Tuesday afternoon, apparently startled by the immediate, nationwide popularity of fighter pilot Amy McGrath’s announcement that she was challenging Senate Majority Leader Mitch McConnell for his Senate seat in Kentucky, Donald Trump issued a pair of tweets condemning the Democratic candidate for, ironically, what she said about him.
McGrath laid the blame for much of the dysfunction in Washington DC squarely at the feet of Senator McConnell, who was first elected to Congress more than 30 years ago:
Everything that’s wrong in Washington had to start some place. How did it come to this, that even within our own families we can’t talk to each other about the leaders of our country anymore without anger and blame? Well, that started with this man, who was elected a lifetime ago.”
That’s what McGrath says in the video she announced her campaign with, and as she says “this man,” the footage cuts to McConnell as a young senator.
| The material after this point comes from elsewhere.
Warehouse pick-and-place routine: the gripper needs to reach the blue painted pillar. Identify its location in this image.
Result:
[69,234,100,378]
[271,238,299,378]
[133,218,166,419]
But it wasn’t her attack on McConnell that Trump apparently took issue with. Instead, he was upset about something she said at a fundraiser back in 2018, when she was describing how she felt after he won:
[T]hat morning I woke up like somebody had sucker punched me. I mean, I felt like, ‘what has just happened to my country?’ The only feeling I can describe that’s anything close to it was the feeling I had after 9/11. ‘What just happened, where are we going from here,’ and it was that just sinking feeling of sadness, and I didn’t know what to do.”
Trump heard that a little differently:
Democrats are coming after our great Kentucky Senator, Mitch McConnell, with someone who compared my election to September 11th….
— Donald J. Trump (@realDonaldTrump) July 10, 2019
….Why would Kentucky ever think of giving up the most powerful position in Congress, the Senate Majority Leader, for a freshman Senator with little power in what will hopefully be the minority party. We need Mitch in the Senate to Keep America Great!!
— Donald J. Trump (@realDonaldTrump) July 10, 2019
Uh, not quite.
But the challenge, whether successful or not, will require Republicans to focus a lot of time, money, and effort on a seat that seemed safe until an upstart fighter pilot decided to run for it. That’s good news for other candidates across the country. And if she DOES win, Trump’s primary ally will be gone — hopefully along with Trump himself.